Customers have four primary equipment finance options available to them:
Commercial Hire Purchase
This is ideal for a customer who is looking to own the goods
through the term, expense the depreciation and interest portions
and own the goods at the end of the term for whatever residual
value the customer would like. CHP is ideal for goods that the
customer would like to own via a financial balloon payment.
Financial Lease
Well suited to a customer that would like to expense the entire
lease payment and may want to own the goods at the end of the
term. This option provides for a certain residual value that will
be an approximation of the market value of the goods at the end of
the term. A Financial Lease is ideal for goods that will likely be
turned over at the end of the term.
Operating Lease
Similar to a rental agreement, the customer expenses the payments
in full and then looks to either hand the goods back at the end of
the term with no residual obligation, may look to upgrade or mat
even look to continue to lease the goods if they still have an
application.

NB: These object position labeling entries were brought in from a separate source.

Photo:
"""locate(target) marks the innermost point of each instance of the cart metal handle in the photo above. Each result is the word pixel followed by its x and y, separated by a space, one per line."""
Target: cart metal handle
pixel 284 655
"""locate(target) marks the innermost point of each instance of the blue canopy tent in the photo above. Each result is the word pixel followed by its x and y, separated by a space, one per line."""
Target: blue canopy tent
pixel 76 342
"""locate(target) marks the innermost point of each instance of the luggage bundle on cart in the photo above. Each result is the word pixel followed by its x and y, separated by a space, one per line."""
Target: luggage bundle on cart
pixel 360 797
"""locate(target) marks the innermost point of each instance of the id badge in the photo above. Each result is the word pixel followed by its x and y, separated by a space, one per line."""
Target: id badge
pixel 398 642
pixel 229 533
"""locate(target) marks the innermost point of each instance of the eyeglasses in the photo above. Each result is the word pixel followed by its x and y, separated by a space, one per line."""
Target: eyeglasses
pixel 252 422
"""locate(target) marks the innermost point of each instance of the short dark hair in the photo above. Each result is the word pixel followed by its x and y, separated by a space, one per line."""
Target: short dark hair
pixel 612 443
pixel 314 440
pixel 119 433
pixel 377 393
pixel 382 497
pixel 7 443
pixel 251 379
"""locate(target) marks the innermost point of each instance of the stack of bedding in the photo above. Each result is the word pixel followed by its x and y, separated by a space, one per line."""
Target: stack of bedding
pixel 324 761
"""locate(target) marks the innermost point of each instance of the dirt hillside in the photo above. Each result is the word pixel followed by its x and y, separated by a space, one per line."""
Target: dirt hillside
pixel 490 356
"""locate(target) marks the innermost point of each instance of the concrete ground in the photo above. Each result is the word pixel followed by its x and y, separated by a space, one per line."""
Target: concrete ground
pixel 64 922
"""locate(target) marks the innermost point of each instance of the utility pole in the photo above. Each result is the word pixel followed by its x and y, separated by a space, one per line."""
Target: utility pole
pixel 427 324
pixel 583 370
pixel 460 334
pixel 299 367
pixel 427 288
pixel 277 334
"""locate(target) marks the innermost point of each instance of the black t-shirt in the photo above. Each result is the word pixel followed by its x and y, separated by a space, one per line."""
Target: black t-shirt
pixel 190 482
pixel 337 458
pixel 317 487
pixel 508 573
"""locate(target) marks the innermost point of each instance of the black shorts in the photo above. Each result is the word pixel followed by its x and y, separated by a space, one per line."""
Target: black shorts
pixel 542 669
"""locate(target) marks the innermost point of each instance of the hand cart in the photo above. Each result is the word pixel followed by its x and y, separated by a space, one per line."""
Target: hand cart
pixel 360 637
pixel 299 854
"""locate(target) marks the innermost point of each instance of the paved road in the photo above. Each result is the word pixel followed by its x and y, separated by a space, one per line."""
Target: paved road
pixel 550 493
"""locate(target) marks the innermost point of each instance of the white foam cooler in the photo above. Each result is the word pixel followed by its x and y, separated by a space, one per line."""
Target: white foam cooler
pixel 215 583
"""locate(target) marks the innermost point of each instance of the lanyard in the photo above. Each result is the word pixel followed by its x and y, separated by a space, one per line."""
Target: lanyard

Operating Lease is ideal for goods that will be
turned over either before or at the end of the term, like IT and
peripherals.
Term Loan
This is a simple loan facility with no balloon payment. The end
result is ownership of the goods.
Any facility can be structured to meet the needs of the customer
and this includes the ability to bundle all costs into the
facility. These costs usually include, but are not limited to,
servicing, maintenance and installation.